民泊施設を活かすサイドビジネス

デイサービスの収益向上を目指す経営者に向けて、夜間や休日の「遊休設備」を活用したサイドビジネスの可能性についてご紹介します。デイサービスの空き時間をただのコストにするのではなく、新たな収益源へと転換する選択肢の一つとして、今回は「民泊」の運営を取り上げ、具体的な始め方や注意点を解説します。

デイサービスの遊休設備を活用した
サイドビジネスの可能性

デイサービスの食堂フロアや機能訓練室などの空きスペースは、営業時間外であればカルチャー教室や会議室として貸し出すことが可能です。翌日のデイサービス業務など、本来のサービス提供に支障が出ない範囲であれば問題なく実施できます。

厚生労働省のデータによれば、介護市場は需要が右肩上がりの成長産業です。しかし、さらなる収益の安定や、既存の施設ノウハウを活かしたシナジー効果を狙うのであれば、遊休設備の活用が非常に有効です。

ただし、空きスペースを単なる時間貸しではなく「宿泊場所」として活用する場合は、別途「民泊」としての許可や届出が必要になります。用途に合わせた適切な法的手続きを行うことが、ビジネスを進める第一歩となります。

民泊副業のメリットと
デメリット

サイドビジネスとして民泊を始めることには、魅力的なメリットがある一方で、無視できないデメリットも存在します。

メリットは、すでに所有・賃借しているデイサービスの物件や設備を活用するため、初期費用を大幅に抑えられる点です。一から不動産を取得する必要がなく、スピーディーに開始できます。また、専門の運用代行会社にゲスト対応や清掃を委託すれば、本業であるデイサービスの運営に影響を与えることなく、半不労所得を目指せるビジネスモデルでもあります。

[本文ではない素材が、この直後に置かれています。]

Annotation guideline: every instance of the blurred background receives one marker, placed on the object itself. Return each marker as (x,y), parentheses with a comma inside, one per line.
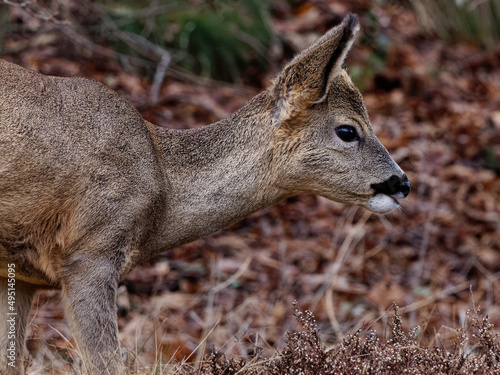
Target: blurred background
(429,73)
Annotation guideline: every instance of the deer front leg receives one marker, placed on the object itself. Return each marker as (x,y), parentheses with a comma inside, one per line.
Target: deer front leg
(89,294)
(13,323)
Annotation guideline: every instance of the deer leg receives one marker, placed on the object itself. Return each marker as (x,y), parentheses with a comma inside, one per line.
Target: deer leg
(14,313)
(89,295)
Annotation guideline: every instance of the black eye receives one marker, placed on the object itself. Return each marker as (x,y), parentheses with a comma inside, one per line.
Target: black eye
(347,133)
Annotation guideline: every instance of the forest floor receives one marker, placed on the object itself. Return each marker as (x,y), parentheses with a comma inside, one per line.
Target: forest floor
(434,106)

一方でデメリットとしては、宿泊予約の入り具合によって収入が変動し、収益が不安定になるリスクが挙げられます。また、夜間の騒音やゴミ出しのルール違反など、近隣住民との間でトラブルが発生する可能性もゼロではありません。さらに、清掃やゲスト対応を外注する場合は、その分のオペレーションコストが継続的にかかる点も、事前に収支計画へ組み込んでおく必要があります。

デイサービス施設で民泊を始めるための
注意点と手続き

デイサービスの施設を利用して実際に民泊を運営するにあたり、クリアすべき重要な注意点と手続きがあります。

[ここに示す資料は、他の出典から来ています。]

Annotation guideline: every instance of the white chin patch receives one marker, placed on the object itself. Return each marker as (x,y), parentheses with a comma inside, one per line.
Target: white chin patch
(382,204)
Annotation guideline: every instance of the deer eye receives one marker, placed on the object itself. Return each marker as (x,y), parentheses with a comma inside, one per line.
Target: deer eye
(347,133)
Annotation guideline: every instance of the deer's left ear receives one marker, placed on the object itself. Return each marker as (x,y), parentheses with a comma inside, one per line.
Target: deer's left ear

まず、無許可での民泊運営は法律違反となり罰則の対象となるため、住宅宿泊事業法などに基づく保健所等への届出が必須です。また、賃貸物件でデイサービスを運営している場合は、家主から民泊運営の許可を得る必要があります。しかし、不特定多数が宿泊することを嫌がり、家主の許可が下りないケースも多いため、事前の確認と慎重な交渉が欠かせません。

さらに、自治体によっては独自の「上乗せ条例」を設けており、週末しか営業できないなど、営業できる曜日や日数が厳しく制限されている場合があります。「許可さえ取れば毎日運営できる」とは限らないため、物件所在地のルールに対する綿密な事前調査や、プロへの相談が必須となります。

CHECK
まとめ:計画的な準備で穴場ビジネスを開拓

デイサービスの遊休設備を活用した民泊ビジネスは、法的な手続きや家主の許可、自治体の条例といった一定の参入障壁があるからこそ、適正に運営すれば新たな収益源となる「穴場ビジネス」となり得ます。

近隣トラブルや収入変動のリスクを正しく理解し、事前の収支シミュレーションを念入りに行うことが成功の鍵です。専門家への事前相談や運用代行サービスの活用を積極的に検討し、本業に支障のない範囲で計画的に取り組んでみてはいかがでしょうか。